Duplex 는 양방향 필요한데 개념적으로 무관할 때 중요 — 소켓, WebSocket 연결, child process stdio (부모 시각에선 각 pipe 가 Duplex).

Transform — 입력이 출력 됨

Transform stream 은 *특별한* Duplex: 안으로 쓴 바이트가 변환되고 readable 쪽에서 emit. 같은 stream 객체, 양쪽 끝, 근데 두 쪽이 연결됨. 끊임없이 쓰는 예:

zlib.createGzip() — raw 바이트 쓰고, gzipped 바이트 읽음.
zlib.createGunzip() — gzipped 바이트 쓰고, raw 바이트 읽음.
crypto.createHash('sha256') — 데이터 쓰고, 끝에 digest 읽음.
crypto.createCipheriv(...) — 평문 쓰고, 암호문 읽음.

이 다 compose 돼. file → gzip → encrypt → upload 가 stream 넷 pipe 로 묶인 거고, 입력 크기 무관하게 bounded 메모리.

커스텀 Transform 만들기

Transform 생성자가 transform(chunk, encoding, callback) 함수 받음 — 청크 처리하면 callback() 호출 (옵션으로 this.push(value) 통해 다음 출력).
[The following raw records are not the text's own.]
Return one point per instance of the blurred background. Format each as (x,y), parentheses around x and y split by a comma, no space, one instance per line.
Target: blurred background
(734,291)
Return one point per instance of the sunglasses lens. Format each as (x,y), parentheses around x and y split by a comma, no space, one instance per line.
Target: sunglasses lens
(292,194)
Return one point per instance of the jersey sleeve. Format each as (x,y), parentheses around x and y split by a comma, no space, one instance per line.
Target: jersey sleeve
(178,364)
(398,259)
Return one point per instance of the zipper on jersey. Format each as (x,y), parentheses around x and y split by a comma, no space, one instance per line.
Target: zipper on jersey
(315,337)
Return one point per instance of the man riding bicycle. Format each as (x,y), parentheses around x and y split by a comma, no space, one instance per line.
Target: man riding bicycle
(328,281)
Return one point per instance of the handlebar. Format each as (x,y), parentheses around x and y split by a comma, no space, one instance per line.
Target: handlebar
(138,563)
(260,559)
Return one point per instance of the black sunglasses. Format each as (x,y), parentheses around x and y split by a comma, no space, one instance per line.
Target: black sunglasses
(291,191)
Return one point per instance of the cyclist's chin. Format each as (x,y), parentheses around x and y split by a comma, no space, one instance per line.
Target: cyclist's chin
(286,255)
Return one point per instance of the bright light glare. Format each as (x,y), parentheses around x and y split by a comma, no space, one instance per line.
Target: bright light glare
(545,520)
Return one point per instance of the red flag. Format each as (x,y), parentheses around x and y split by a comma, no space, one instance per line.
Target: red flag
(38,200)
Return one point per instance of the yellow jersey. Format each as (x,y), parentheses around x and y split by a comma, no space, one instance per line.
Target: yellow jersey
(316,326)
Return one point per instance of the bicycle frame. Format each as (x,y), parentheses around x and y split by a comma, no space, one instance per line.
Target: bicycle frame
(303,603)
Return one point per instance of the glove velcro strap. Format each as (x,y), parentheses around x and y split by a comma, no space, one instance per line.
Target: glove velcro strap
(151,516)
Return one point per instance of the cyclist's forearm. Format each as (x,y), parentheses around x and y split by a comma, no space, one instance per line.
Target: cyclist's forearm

Flush 로직은 옵션 flush(callback).

import { Transform } from 'node:stream';

class UppercaseUtf8 extends Transform {
  _transform(chunk, _enc, cb) {
    this.push(chunk.toString('utf-8').toUpperCase());
    cb();
  }
}

// or as a one-liner via the Transform constructor
import { Transform } from 'node:stream';
const upper = new Transform({
  transform(chunk, _enc, cb) {
    cb(null, chunk.toString('utf-8').toUpperCase());
  },
});

// Use it
process.stdin.pipe(upper).pipe(process.stdout);

패턴: 청크 읽기, 작업, 결과 push, done 신호. 그게 transform 의 90% 의 API 전부.

Object-Mode Transform — CSV, JSON, Record

Object mode 의 Transform 이 구조화된 데이터에 깔끔한 파이프라인 짜게 해줘. CSV 파서: 입력 바이트, 출력 row 객체. Line splitter: 입력 바이트, 출력 string (라인당 하나). Enricher: 입력 record 객체, 출력 같은 객체에 추가 필드 채워.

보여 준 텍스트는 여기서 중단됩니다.